大井川通信

大井川あたりの事ども

親子は別れてはいけない

春、巣作りから始まるツバメの献身的な子育てが、間近で続いている。しかし、巣立ち後まもなく、親であり子であった事実は忘れ去られるだろう。

以前、内田樹のこんな言葉に救われたことがある。生物学的にいえば、親の唯一の役割は、こんな親と一緒にいると自分はダメになると心底子どもに思わせる(そして自立を促す)ことなのだと。だとしたら、僕も、十分親の役割を果たしたことになる。

30年以上前、僕も両親の献身的で生物学的に正しい子育ての結果として、当然のように家を飛び出して、遠方の地に来た。だから、自分の子どもが、ある年齢になると、親から距離をおき、家から出たがり、そして実際に出て行くことを、当たり前のこととしてながめていたし、そうながめざるを得なかった。

しかし、実際に彼が家を出て行ったとき、その出来事の家族にとっての大きな意味に驚愕することになった。多くの親子がこんな衝撃の出来事を、平然とやり過ごしていることが信じられない、と思えるくらい。(実は誰も平然となどしてなかったのだろう)

20年間、濃密な関係の下にあった家族が、任意の選択で、不可逆的に赤の他人に等しい別々の生活に入る。それは、人が死すべき存在であるのと同じく、自然過程と言えるかもしれない。にもかかわらず、「人は死んではいけない」と叫ばずにはいられないように、「親子も別れてはいけない」のだ。そうして、離れ離れに、しかしいつまでも親子の絆にとらわれつつ、生きていくことになるのだろう。

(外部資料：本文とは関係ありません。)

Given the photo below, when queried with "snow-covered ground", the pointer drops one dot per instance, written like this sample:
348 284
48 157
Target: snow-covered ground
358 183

そのことに、子としてはだいぶ遅くなって、親になると身にしみて気づくようになった。

 

人は死んではいけない

開発が進むこの地域にも、大型の鳥の姿を見かけることは多い。トビや、アオサギやカワウなど。カラスだって、けっこう大きい。彼らの一羽一羽は、生まれ、育ち、老いて、死んでいっているはずだが、その死骸を見る機会はめったにない。残された森や里山の奥で、飛ぶことをやめ、苦しみ、ひっそりと死んでいくのだろう。

鳥見が好きな人間であっても、その一羽一羽の死について思いを致すことはほとんどないだろう。種として、その姿を見ることができれば安心して喜ぶ。生き物の生死流転の相を平然として観察している。そのことを考えると、少しぞっとしてしまう。

ところが、人間は、他者の一人一人を意識し、自分がそうした一人一人であることを自覚してしまった生き物だ。そうなると、一人一人は死んではいけない存在になる。死んではいけないにもかかわらず、しかし死んでしまう存在になる。前者の原則(本質)と、後者の事実(現象)との間の巨大な溝の間に、なんとか折り合いをつけて橋を渡そうと四苦八苦するのが、人間の営みとなる。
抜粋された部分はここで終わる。